Support Questions
Find answers, ask questions, and share your expertise

indexing doc from HDFS in Solr

Super Collaborator

Hi:

When you index file from HDFS into Solr, those files are stored into local FS like /use/local/de??? or indexing directly from HDFS, i mean if we will double copy of files HDFS and LOCAL FYLESYSTEM

4 REPLIES 4

Super Collaborator

If you configured Solr to use HDFS, it will not write to the local FS. Since it's not on the local FS, you will not get the advantage of OS file caching. Therefore you need to configure Solr to use off-heap cache instead of the OS using cache. If you are doing frequent updates, HDFS may not be the best solution for your Solr files because files change frequently and you need to do a lot of file IO. You can find details here:

https://cwiki.apache.org/confluence/display/solr/Running+Solr+on+HDFS

Super Collaborator

@Roberto Sancho did this answer your question?

Super Collaborator

Ok, thanks, the idea is not use local Files, just indexing directly from hdfs

I will update every batch day at the moment

Super Collaborator

That should work ok then.
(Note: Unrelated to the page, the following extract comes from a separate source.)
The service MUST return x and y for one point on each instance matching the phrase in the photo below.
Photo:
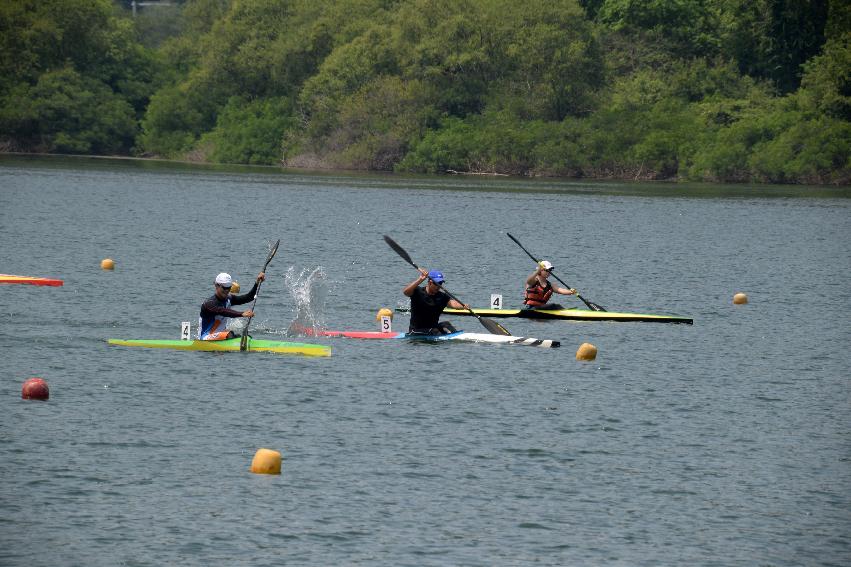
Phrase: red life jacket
(537, 295)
If you issue a commit with openSearcher=true only after adding all of your documents you'll have best results. Normally you want Solr to do commits (via the solrconfig.xml) rather than your client. Also you want to do it as infrequently as your use case can tolerate for best performance since there is overhead in creating new searchers and warming the caches. And, if using HDFS, you'll have to pull data across the network to your Solr nodes. Good luck. Please update me on how it's working out on HDFS.